It’s a much different lending landscape compared to a year ago, when the economy was humming and banks were enjoying record earnings and lending more freely.

And it’s those factors that largely inspire the launch of Encore Funding, a private alternative lending business and the latest venture of Cleveland’s Joel Adelman. Charged with building up Encore is vice president and Adelman confidant Matthew Williams.

Encore is a business that Adelman once envisioned developing as one of several investment verticals within AdCap Management, a family office in Pepper Pike opened in 2018 a few years after Adelman sold Advance Partners — then a provider of financing and services like payroll management and tax prep to small staffing firms — to Paychex Inc. for $296 million.

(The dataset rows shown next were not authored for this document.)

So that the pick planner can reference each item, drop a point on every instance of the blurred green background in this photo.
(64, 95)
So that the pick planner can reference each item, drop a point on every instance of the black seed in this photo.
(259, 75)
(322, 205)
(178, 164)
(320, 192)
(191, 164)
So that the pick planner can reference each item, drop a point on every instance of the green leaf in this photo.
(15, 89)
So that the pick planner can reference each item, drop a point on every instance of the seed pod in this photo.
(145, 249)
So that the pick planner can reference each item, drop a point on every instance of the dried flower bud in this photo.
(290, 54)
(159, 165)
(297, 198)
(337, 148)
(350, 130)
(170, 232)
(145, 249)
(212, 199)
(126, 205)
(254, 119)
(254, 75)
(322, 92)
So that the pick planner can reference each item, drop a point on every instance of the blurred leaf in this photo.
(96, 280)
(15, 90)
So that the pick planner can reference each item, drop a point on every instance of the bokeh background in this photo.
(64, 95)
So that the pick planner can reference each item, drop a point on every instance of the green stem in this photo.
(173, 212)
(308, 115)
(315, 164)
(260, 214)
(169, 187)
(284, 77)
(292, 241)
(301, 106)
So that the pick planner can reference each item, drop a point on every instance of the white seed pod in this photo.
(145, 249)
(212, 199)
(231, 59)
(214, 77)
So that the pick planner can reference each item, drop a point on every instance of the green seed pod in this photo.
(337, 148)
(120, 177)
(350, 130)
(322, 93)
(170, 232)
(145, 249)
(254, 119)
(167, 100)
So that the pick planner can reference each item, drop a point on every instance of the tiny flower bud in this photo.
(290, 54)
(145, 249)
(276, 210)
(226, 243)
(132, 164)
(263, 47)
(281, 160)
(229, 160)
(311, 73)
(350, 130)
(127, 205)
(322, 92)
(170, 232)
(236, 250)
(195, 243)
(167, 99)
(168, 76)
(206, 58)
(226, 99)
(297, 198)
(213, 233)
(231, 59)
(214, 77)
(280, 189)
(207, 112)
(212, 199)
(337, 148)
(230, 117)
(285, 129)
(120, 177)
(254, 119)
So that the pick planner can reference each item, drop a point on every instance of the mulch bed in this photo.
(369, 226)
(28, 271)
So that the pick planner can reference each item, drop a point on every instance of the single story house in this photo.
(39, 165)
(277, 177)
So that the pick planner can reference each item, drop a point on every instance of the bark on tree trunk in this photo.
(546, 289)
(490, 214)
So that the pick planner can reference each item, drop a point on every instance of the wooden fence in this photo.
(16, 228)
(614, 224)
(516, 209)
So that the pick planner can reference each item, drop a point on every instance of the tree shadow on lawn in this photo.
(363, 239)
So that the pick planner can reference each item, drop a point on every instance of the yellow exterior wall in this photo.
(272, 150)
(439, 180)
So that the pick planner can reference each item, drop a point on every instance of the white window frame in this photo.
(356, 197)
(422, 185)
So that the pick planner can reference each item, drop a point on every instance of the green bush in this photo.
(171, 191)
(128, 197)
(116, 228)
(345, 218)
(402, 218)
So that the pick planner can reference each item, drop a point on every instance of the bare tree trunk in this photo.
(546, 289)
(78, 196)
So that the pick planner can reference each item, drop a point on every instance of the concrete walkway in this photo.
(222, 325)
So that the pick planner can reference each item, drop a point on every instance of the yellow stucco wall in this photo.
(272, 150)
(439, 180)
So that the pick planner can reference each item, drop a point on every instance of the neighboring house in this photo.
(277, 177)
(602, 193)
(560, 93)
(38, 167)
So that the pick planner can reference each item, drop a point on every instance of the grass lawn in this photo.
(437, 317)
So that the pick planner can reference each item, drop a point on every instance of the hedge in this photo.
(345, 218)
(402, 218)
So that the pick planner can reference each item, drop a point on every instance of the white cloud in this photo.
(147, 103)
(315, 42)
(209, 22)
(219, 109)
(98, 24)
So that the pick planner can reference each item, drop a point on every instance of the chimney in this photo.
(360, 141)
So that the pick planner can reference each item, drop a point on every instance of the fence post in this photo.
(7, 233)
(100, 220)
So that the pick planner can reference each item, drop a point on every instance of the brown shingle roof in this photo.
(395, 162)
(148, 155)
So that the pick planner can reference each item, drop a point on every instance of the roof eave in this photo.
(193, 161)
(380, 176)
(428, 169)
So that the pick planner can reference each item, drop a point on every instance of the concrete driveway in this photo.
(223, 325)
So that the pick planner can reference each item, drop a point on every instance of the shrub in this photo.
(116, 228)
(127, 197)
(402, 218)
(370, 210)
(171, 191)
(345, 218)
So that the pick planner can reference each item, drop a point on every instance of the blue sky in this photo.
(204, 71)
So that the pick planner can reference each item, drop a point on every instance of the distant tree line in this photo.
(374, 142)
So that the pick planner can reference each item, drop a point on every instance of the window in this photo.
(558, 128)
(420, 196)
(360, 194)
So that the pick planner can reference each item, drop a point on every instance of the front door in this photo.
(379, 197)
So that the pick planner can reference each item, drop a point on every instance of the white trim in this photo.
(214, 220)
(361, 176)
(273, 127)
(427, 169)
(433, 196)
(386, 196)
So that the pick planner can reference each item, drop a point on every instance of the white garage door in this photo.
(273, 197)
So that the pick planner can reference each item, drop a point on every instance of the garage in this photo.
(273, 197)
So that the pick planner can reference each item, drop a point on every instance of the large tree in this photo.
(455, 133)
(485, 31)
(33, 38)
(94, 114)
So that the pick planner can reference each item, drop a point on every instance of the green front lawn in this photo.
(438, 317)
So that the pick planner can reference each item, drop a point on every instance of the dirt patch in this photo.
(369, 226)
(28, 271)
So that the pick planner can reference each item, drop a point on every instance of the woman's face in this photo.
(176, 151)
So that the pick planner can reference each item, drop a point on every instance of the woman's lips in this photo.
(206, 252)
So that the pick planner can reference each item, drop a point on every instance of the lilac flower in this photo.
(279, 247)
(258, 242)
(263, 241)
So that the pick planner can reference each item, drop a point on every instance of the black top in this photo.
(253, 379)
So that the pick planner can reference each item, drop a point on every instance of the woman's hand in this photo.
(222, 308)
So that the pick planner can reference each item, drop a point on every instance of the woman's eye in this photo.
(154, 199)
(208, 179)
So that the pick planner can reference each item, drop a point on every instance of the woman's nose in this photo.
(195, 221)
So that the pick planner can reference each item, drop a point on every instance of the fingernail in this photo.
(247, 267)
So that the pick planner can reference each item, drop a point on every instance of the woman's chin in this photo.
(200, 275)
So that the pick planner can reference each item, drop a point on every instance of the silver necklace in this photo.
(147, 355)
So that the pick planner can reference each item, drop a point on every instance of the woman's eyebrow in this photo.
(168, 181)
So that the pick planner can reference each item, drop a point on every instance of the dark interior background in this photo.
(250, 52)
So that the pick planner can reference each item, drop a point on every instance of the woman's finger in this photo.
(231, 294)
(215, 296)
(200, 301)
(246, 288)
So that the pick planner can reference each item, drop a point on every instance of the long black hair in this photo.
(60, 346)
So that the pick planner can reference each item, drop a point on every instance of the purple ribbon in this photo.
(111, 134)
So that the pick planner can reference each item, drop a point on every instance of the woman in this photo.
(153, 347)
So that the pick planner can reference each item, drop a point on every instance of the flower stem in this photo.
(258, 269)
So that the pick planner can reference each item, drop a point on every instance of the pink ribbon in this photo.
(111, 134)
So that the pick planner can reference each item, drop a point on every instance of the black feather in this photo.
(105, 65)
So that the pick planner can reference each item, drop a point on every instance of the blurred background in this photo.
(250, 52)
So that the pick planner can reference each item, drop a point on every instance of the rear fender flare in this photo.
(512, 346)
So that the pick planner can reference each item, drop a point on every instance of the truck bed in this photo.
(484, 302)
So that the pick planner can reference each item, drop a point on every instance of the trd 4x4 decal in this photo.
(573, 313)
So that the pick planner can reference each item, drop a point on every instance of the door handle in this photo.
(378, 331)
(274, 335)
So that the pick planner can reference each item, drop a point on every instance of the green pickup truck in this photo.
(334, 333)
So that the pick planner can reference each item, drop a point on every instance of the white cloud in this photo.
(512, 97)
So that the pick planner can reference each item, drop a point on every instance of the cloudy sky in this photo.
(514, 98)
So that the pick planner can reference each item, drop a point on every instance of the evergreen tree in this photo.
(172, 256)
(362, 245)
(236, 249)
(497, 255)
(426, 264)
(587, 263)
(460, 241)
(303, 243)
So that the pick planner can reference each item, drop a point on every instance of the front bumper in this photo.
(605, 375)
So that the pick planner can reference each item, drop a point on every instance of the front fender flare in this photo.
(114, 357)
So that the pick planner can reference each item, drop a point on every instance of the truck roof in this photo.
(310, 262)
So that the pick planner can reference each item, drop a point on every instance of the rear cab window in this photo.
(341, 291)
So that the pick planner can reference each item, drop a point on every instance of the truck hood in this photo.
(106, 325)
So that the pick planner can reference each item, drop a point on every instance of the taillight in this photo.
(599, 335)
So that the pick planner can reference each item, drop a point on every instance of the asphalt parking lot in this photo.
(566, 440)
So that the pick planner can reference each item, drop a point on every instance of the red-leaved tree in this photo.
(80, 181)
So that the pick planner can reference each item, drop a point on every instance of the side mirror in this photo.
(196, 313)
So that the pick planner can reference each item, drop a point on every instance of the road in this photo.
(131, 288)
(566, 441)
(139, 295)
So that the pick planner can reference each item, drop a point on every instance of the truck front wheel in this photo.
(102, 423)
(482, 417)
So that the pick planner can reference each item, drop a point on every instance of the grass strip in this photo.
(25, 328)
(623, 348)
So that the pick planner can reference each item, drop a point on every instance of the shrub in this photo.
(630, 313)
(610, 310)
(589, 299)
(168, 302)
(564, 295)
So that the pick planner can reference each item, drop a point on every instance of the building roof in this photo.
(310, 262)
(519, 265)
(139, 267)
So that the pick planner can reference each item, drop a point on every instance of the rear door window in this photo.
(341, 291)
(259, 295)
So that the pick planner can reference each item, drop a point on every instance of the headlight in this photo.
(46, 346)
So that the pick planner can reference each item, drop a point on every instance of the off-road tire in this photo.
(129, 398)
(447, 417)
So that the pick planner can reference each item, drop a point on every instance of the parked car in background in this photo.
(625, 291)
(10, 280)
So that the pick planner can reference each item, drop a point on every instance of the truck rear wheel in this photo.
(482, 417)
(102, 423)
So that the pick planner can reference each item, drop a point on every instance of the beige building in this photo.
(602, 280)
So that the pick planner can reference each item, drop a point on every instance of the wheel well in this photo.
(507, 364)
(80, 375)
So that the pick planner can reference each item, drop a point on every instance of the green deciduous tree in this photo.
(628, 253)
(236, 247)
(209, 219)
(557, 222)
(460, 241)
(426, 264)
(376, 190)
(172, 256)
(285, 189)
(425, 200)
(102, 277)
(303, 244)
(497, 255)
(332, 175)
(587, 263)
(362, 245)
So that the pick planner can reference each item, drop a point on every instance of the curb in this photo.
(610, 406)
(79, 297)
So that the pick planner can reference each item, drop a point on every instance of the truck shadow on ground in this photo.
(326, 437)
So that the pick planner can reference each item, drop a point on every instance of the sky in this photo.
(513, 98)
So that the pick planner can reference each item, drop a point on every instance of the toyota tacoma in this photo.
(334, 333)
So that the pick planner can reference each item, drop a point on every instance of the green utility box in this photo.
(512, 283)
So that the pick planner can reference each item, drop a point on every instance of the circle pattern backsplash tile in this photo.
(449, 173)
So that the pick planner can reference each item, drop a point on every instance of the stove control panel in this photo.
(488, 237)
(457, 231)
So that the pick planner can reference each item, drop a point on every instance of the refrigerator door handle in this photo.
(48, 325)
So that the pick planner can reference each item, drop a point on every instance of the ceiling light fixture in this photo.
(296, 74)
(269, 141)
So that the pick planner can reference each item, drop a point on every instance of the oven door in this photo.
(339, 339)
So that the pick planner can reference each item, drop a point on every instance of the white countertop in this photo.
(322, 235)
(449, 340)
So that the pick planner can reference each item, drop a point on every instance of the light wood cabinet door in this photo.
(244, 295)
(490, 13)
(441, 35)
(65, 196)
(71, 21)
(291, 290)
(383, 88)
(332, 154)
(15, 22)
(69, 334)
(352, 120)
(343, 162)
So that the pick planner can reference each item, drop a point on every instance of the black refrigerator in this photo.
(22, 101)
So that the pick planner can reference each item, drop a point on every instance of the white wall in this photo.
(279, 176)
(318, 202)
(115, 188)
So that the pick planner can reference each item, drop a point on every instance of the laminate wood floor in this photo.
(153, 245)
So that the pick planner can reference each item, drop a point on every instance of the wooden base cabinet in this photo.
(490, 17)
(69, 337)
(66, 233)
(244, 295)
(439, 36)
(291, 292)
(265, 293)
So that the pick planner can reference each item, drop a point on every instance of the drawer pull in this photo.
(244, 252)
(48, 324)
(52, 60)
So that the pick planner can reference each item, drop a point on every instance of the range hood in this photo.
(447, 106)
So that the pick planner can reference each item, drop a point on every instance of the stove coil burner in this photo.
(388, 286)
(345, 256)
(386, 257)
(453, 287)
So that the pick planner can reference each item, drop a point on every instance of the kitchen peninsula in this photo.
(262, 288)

With a focus on clients underserved by banks, Adelman eventually determined alternative lending should be its own business. But with banks taking in new clients and offering cheap money, that wasn’t so much a priority in the past couple years.

“I would say there was a time when I thought we would be doing several types of bridge lending,” Adelman said. “But now with Matt aboard and us structuring Encore, it really feels like we can make a concerted effort into underserved middle-market businesses that are just unable to attract capital.”

In mind for Encore are companies with less than $10 million in earnings before interest, taxes, depreciation and amortization (EBITDA), a size many traditional regional banks tend to be less interested in, since smaller loans mean smaller yields for the lender. Smaller loans also tend to come from higher-risk businesses, like restaurants, that banks shy away from all the more in an unpredictable economy.

This could leave some needy borrowers in a lurch, especially with uncertainty swirling around the future of additional government stimulus.

As an alternative lender, Encore is designed to be flexible with terms and creative with collateral in the deals it considers versus traditional banks. That, of course, comes with higher interest rates for the borrower, which could be in the range of 12% to 20%.

But Encore, which officially launched in September, isn’t looking for any equity stake in its clients.

“An upside for (borrowers) is there is no upside for us beyond our rate,” Williams said.

Encore is operating independently from AdCap but works in concert with it, possibly being an investment area for members of the family office seeking potentially market-beating returns in alternative investments.

Encore currently is backed by at least $100 million in capital. And Adelman said there is no need to draw outside investor partners right now, though that could change in the coming years.

As Encore gets going, potential lending opportunities could be with smaller to midsize businesses in just about any industry. Clients could be mom-and-pop restaurants, manufacturers needing a new piece of equipment, small law firms bridging financial gaps or those seeking structured settlement loans or litigation financing.

“We will probably find a niche we get very, very good at and probably focus on,” Williams said. “We will kind of figure out where we want to play and what fits us.”

He said the firm seems a few weeks out from cutting its first deal.

With a need for capital intensifying during a tumultuousness economy and tighter lending standards dictating the current landscape, Williams anticipates growing the business quickly. He’s projecting accruing 20 million in dollars outstanding by this time next year.

“We’re looking to grow into a very, very large private lender, and a competitor in the space,” he said.